Although the professor is best known for his efforts to popularize mathematics, and several books to that end, his column with ABC News is long-running and increasingly political. Scientists have been grumbling about this administration's policies since they took office, on issues ranging from the embarrassing evolution "debate" to global warming. In a recent column, Paulos turns the tables rather nicely on Dick Cheney's One Percent Doctrine of pre-emptive war-- and on the larger dangers of ideologues who disguise their agenda with nonsensical sloganeering.
Imagine what would happen in various everyday situations were the Cheney doctrine to be applied. A young man is in a bar and another man gives him a hard stare. If the young Cheneyite feels threatened and believes the probability to be at least 1 percent that the other man will shoot him, then he has a right to preemptively shoot him in "self-defense."
Or an older woman visits her Cheneyite doctor who, finding that the woman has suffered from a sore throat and fatigue for months, orders that she be put on chemotherapy since the likelihood of cancer is in his opinion at least 1 percent. Further tests, he might argue, would take too long.

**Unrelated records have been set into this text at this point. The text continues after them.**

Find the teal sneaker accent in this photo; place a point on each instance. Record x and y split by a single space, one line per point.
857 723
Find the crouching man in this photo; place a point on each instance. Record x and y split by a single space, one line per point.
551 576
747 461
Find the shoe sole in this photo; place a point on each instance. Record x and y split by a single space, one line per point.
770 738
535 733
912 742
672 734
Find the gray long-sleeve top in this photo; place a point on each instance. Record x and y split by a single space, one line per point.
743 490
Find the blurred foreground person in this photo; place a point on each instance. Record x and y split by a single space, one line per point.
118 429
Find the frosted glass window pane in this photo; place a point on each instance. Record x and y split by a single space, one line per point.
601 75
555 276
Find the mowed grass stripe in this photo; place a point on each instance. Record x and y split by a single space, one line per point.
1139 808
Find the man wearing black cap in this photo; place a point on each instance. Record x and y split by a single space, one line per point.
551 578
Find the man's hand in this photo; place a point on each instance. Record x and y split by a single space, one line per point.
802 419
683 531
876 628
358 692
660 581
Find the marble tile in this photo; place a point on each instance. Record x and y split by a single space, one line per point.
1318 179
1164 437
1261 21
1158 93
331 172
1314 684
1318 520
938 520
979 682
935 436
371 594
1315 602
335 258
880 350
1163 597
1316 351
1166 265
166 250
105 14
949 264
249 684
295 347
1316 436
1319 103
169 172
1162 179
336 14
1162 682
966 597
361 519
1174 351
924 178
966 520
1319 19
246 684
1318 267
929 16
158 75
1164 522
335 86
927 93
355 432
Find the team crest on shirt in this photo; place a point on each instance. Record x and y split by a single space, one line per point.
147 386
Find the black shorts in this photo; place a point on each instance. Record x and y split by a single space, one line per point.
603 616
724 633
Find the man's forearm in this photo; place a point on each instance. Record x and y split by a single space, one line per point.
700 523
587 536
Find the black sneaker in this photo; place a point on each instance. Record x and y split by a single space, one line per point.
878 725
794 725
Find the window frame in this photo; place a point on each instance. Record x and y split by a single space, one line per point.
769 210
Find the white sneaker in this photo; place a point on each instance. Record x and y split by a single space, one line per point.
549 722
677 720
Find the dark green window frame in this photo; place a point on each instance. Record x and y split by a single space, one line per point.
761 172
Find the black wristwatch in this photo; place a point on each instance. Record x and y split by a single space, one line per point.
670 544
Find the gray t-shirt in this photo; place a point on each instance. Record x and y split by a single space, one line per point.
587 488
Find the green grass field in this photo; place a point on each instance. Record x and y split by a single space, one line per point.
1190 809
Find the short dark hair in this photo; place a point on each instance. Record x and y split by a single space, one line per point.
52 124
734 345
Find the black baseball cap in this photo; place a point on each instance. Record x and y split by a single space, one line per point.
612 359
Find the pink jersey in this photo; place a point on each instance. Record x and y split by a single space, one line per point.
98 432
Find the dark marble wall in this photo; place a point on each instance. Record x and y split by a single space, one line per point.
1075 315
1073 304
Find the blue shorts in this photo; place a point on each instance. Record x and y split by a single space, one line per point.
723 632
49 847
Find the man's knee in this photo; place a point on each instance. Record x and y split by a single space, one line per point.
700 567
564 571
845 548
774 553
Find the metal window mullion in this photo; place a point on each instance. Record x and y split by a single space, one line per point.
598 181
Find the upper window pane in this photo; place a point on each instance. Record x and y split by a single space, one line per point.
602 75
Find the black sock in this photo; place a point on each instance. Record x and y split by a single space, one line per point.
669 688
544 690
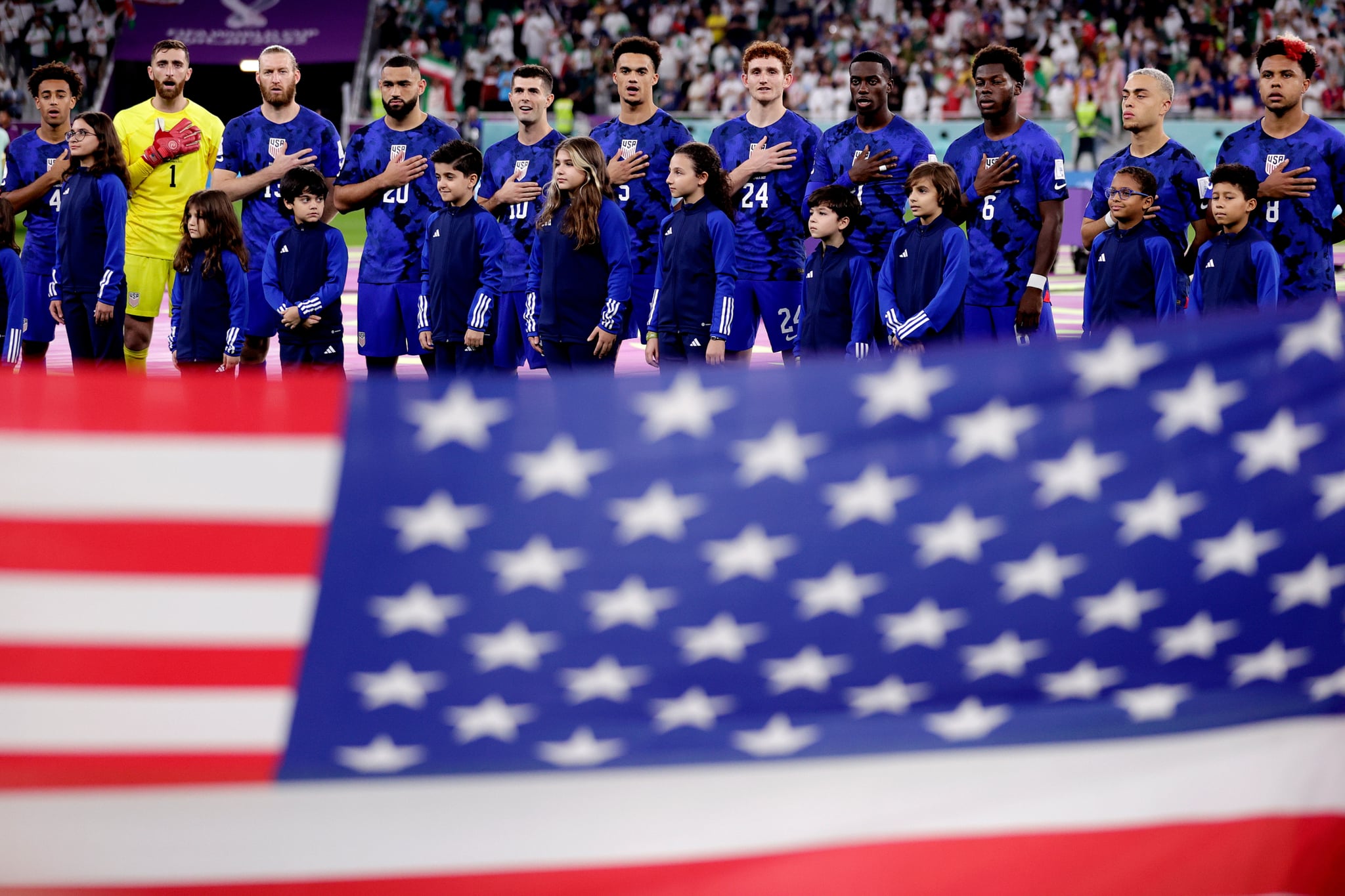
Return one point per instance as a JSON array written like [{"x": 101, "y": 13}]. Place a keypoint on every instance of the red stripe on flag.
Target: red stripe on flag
[
  {"x": 118, "y": 403},
  {"x": 150, "y": 667},
  {"x": 1304, "y": 856},
  {"x": 19, "y": 771},
  {"x": 160, "y": 545}
]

A Cheneyite gambler would be a casino's dream. The chance of rolling a 12 with a pair of dice, for example, is 1/36, almost 3 percent, and hence would justify the gambler betting his house on rolling a 12. (. . .)
A companion to the Cheney 1 percent action doctrine (if the probability is at least 1 percent, act) is the administration's non-action doctrine (if the probability is less than 99 percent, then don't act). This latter doctrine is generally invoked in discussions of global warming, where it seems absolute certainty is required to justify any significant action. Ideology determines which of these two inconsistent doctrines to invoke.